Быть естественным всегда и везде — невозможно. Где-то надо и показаться, и тон взять нужный. Он это умел. Но при всем при том он оставался самим собой. Он не играл роль, он жил и занят был делом жизни. И значение свое сознавал. Это чувствовалось. Была в нем та сосредоточенность, та ненапускная значительность, которая отличает человека, живущего собственной духовной жизнью.
Все больше я убеждаюсь, что есть в жизни своя скрытая мера и поступков, и дел, и вещей. Кто черпал из жизни, как из колодца, — и свое вычерпать спешил, и чужое, — как бы он ни утверждал себя, как бы ни возносился, не станет его — и нет ничего. Жить посмертно суждено тем, кто стремился не из жизни взять, а свое оставить людям. Такова природа таланта.
Истинный талант бескорыстен. Его не надо насаждать, издавать какие-либо приказы, распоряжения. Власть его — духовная, добровольно признаваемая людьми. Вмещая прошлое, такая жизнь длится в будущем, в ней особенно ощутима связь времен.
Это и Твардовского судьба.
После поездки в США пришлось мне как-то к слову рассказать Александру Трифоновичу про американского критика и поэта Кеннета Рексрота, старого уже человека, знавшего в свое время Хемингуэя. Мы сидели у нас во дворе, в беседке.
Когда-то на всем участке только здесь была тень. Потом поднялись посаженные лиственницы, черемуха, рябины, беседку накрыло их тенью, а деревянные ее столбы подгнили, и пришлось врыть пасынки из обрезков труб. Александр Трифонович садился в беседке всегда на одно и то же место, опирал палочку о стол, а врытая в землю труба оказывалась у него под правой рукой. Он курил и стряхивал в нее пепел, туда же бросал окурки, обещая, что когда-нибудь наполнит ее доверху. А курил он всегда одни и те же сигареты «Ароматные», запахом которых и сам был пропитан.
Так вот, рассказывал я про Рексрота, а он слушал без особого интереса, налегши грудью на стол. Вдруг оживился. Это когда я сказал, что, если человек долго живет на свете, странная вещь происходит: с какого-то момента он уже не отдаляется от жизни минувшей, а, наоборот, ему все ближе, понятней становится то, что за сто и за тысячи лет до него было. Словно это теперь тоже часть его собственной жизни. Твардовский быстро взглянул своими светлыми глазами — в них мысль и строгая серьезность, — подтвердил:
— Да! Это я знаю!
Он это не по наблюдению, он по собственной прожитой жизни знал.

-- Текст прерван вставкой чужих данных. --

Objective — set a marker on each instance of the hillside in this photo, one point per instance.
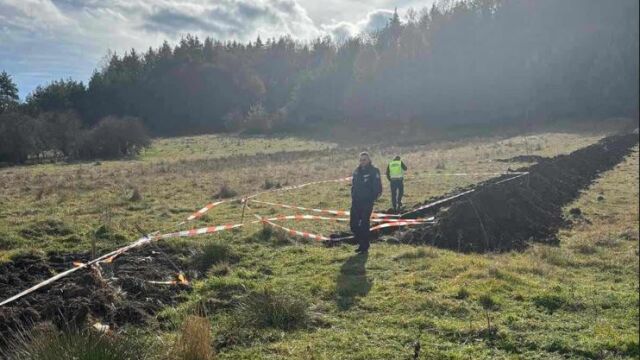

Не помню, чтобы когда-либо мы говорили с ним о смерти. Конечно, все в жизни от нее неотделимо, самое главное проверяется у ее порога, но чтобы вот так прямо о ней говорили — не помню. Однако осталось впечатление, что относился он просто к тому, что для каждого, сколько на свете ни живи, кем ты ни будь, а неминуемо настанет время уйти на тот, «заполненный товарищами берег».
Даже рассказывая о смерти Казакевича, с которым он был дружен и последние дни сиживал у его кровати, он, собственно, не о самой смерти рассказывал, а о том, как Казакевич, обреченный уже, замученный болями, все говорил, как надоело ему проворачивать в голове недописанный роман, как тяжело это, как он от этого устал.